The more you poke into gas giant Chesapeake CEO, the more foul odor emerges. There’s a sad inevitability to the news that a lifeline to foundering law firm Dewey & LeBouef was withdrawn. It’s a good day for Carlyle’s founders, even if they didn’t get their price and an Obama donor offers a revealing anecdote about how the rich see themselves. Read about it in our morning Wall Street roundup.
Bad gas: From 2004 to 2008, Chesapeake Energy CEO Aubrey Mcclendon ran a private hedge fund that traded the same commodities that Chesapeake produced, according to Reuters. The $200 million fund listed Chesapeake’s Oklahoma City HQ as its mailing address, and employed an accountant who was also on staff at the natural gas powerhouse. Marketing the fund, we expect, was a breeze.
McClendon addressed media for the first time since he was stripped of his chairmanship, but wouldn’t discuss reported conflicts of interest: “Your mother told you not to believe everything you read or hear for good reason,” he said.
Phoenix falls: Merger discussions between New York law firm Dewey & LeBoeuf and SNR Denton fell through yesterday, raising the chances that Dewey will collapse under the weight of its debt burden and partner exodus. Chances for a deal, which SNR Denton brass nicknamed “A Phoenix Rises from the Ashes,” diminished after Dewey announced that the Manhattan’s district attorney had opened a criminal investigation into the firm, according to the Journal.
Priced to sell: Carlyle Group (CG) closed its IPO at $22 a share, valuing the company at $6.7 billion, after the private equity firm lowered its asking price from the $23 to $25 range it had sought. The lower price reflects skittishness after previous private equity IPOs lost value, but founders Bill Conway, Daniel D’Aniello and David Rubenstein will make out fine: Each retains about 15 percent ownership in the company.
The D.C.-based firm will trade on Nasdaq under the CG ticker.
Class warfare: At a meeting with Obama campaign manager Jim Messina last fall, a wealthy donor asked whether there was anything the president could do to stop attacks on the rich, Nicholas Confessore reports in the forthcoming Times Sunday Magazine:
The president had won plaudits for his speech on race during the last campaign, the guest noted. It was a soaring address that acknowledged white resentment and urged national unity. What if Obama gave a similarly healing speech about class and inequality? What if he urged an end to attacks on the rich?
It’s a brilliant anecdote, and a not not alarming bit of self-pity and conflated identification. But there’s something about the nakedness of the appeal that disarms: Isn’t it our right, the donor seemed to be asking, to be rich?
(H/T Greg Sargent.)
Off again, on again: So much for the hope (in some quarters) that the Volcker rule would be scrapped. Jamie Dimon led a cadre of bank chieftains into a meeting with Fed governor Daniel Tarullo yesterday, presumably to criticize the rule. Nonetheless, the Dealbook reports that regulators are hammering out the final language, and think they’re back on track to meet the July deadline set forth in Dodd-Frank.

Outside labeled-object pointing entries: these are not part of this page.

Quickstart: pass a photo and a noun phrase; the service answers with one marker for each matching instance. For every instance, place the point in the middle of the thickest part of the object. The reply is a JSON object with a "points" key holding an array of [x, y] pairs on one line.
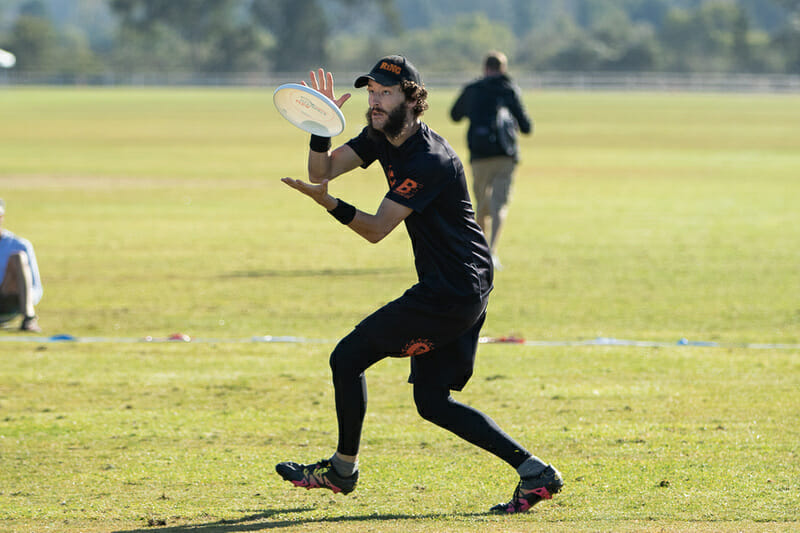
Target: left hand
{"points": [[318, 192], [323, 82]]}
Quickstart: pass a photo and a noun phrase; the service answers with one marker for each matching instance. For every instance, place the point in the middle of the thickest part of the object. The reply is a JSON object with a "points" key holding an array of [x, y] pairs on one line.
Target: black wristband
{"points": [[320, 144], [343, 212]]}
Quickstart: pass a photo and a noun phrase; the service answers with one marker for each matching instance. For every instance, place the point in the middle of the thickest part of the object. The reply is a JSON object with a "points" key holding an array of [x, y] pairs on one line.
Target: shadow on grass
{"points": [[311, 273], [263, 521]]}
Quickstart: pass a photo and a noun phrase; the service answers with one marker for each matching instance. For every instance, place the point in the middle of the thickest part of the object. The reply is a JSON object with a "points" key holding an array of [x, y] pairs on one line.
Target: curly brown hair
{"points": [[415, 93]]}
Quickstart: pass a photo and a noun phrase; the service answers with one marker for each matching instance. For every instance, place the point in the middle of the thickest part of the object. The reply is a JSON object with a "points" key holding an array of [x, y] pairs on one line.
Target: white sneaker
{"points": [[496, 262]]}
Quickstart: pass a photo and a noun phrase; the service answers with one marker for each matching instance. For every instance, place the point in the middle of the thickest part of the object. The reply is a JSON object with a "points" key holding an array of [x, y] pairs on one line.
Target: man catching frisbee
{"points": [[436, 322]]}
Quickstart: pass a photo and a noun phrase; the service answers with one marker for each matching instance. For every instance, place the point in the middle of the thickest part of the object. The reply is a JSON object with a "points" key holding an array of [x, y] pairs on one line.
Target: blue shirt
{"points": [[10, 244]]}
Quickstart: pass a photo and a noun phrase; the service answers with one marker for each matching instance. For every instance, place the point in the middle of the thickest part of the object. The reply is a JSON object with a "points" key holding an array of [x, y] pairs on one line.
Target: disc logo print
{"points": [[417, 347], [408, 188]]}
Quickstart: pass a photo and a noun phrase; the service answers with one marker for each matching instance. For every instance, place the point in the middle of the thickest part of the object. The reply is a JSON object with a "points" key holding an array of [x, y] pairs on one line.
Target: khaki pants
{"points": [[492, 179]]}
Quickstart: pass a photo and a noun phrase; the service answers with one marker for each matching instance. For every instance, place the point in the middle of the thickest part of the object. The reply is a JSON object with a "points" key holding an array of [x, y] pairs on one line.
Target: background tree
{"points": [[218, 35], [302, 29]]}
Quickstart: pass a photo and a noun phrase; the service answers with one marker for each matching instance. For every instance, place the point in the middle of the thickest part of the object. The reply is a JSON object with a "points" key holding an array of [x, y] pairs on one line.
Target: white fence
{"points": [[582, 81]]}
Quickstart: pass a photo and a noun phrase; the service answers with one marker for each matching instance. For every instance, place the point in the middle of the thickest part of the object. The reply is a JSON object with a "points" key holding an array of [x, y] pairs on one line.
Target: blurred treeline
{"points": [[85, 38]]}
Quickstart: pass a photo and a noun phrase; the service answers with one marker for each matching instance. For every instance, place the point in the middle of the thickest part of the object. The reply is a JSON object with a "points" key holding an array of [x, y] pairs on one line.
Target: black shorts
{"points": [[439, 335], [9, 307]]}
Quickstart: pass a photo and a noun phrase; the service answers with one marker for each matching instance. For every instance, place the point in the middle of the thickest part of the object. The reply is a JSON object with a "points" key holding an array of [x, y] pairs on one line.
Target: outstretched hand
{"points": [[323, 82], [318, 192]]}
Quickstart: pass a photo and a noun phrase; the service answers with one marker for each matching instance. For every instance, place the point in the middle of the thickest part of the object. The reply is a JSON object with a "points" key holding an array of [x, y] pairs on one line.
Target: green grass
{"points": [[635, 216]]}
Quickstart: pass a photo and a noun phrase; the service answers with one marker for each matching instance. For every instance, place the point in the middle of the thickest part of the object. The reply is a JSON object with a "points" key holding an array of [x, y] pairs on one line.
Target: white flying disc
{"points": [[7, 59], [308, 109]]}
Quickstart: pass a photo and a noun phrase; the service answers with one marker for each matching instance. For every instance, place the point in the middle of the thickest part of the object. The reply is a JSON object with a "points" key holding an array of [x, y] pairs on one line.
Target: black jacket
{"points": [[494, 107]]}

North rises: Canadian banks have gone on a buying spree as U.S. and European banks shed assets in the wake of impending doom, with the six largest banks from the Great White North dropping a cool $38 billion on acquisitions since 2008. The upshot: Canada is home to four of the world’s top 10 strongest banks, Bloomberg Markets magazine reports. (JPMorgan is the strongest U.S. bank, according to Markets, clocking in at 13th worldwide.)
P&Ls: For those who have already gotten over the disturbing story linking the influx of casino cash to dead horses at New York State racetracks, the Journal figured out which Kentucky Derby entrants have been the best investments.
Somebody Screamed: Sotheby's sold Edvard Munch’s The Scream for a record $119.9 million last night, smashing the mark for art-at-auction, set at Christie’s in 2010. Gallerist has the action.
If you’re into that kind of thing: The blogger who brought you the Anonymous Finance Guy Who Pays for Sex is back, this time with the Anonymous Wall Street Escort Who Wants to Tell Clients They’re Bad in Bed.